On Nov. 8, the plantation of approximately 50 residents voted 37-2 to deorganize, effective July 1. It will give up its decision-making power and sell off its property in exchange for lower property taxes as part of the Unorganized Territory.
Sherman is not despairing of the situation, however. He’s facing it directly.
“These little towns don’t have a ball team any more,” he said as part of a recent BDN Maine Focus project on the future of outlying rural places. But “that happened in its day. And that day is gone. You’ve got to be realistic. Time only runs in one direction.”
“The world will go on without us,” he continued. Oddly, this became an affirmative statement.
Sherman, along with others in the plantation, acknowledged their future, made a decision and followed through in a way that respected the desires of the community.
Maine needs more clear-eyed local leaders like Sherman.
Rural communities, especially those along Maine’s western, northern and eastern edges, are facing a crisis of population loss. They, not outside forces such as the state or think tanks, must decide how they will respond.
Between 1999 and 2015, Oxford, Franklin, Somerset, Piscataquis, Aroostook and Washington counties, as a group, lost 20.67 percent of their prime working-age people, considered ages 25 to 54. The remaining counties lost 8.6 percent, according to calculations of U.S. Census Bureau data.
The state passed a milestone in 2011 when deaths began to outnumber births. But the counties along the rural rim of Maine reached that point much earlier. The last time they, as a group, saw more births than deaths was in 1995, according to vital statistics data.
The vast majority of rim county communities with fewer than 2,500 people — 93 percent — are projected to lose population between 2014 and 2034, if current trends hold.
The odds of reversing population decline are slim. Especially for places with net out-migration and more deaths than births, “the prospects for future population gains are limited at best,” the Carsey Institute at the University of New Hampshire wrote in a 2006 report on demographic trends in rural America.
It’s natural to search for a solution: more municipal collaboration, better broadband, a new woods product. But, while valuable on their own, they are unlikely to stop, let alone reverse, the incredible loss of people, especially young people, from vast regions.
Instead, communities can be honest with themselves. Their leaders and residents can make a choice. What purpose will their town serve in 20 years? Why will people want to live there?

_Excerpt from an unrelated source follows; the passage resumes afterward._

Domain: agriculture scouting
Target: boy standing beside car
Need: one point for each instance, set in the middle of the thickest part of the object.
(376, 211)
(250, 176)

Some communities may try to change course. They may decide they have natural resources that tourists would like to see and experience and build around that concept as a way to draw in new people. Or they may conclude that new residents are unlikely and opt to simply make life as easy as possible for retirees.
Either way, it’s important for communities to not simply let decline happen to them but to make a choice about how they will respond. Oxbow accepted its reality and did something about its circumstances. It will be difficult, but other communities can, too.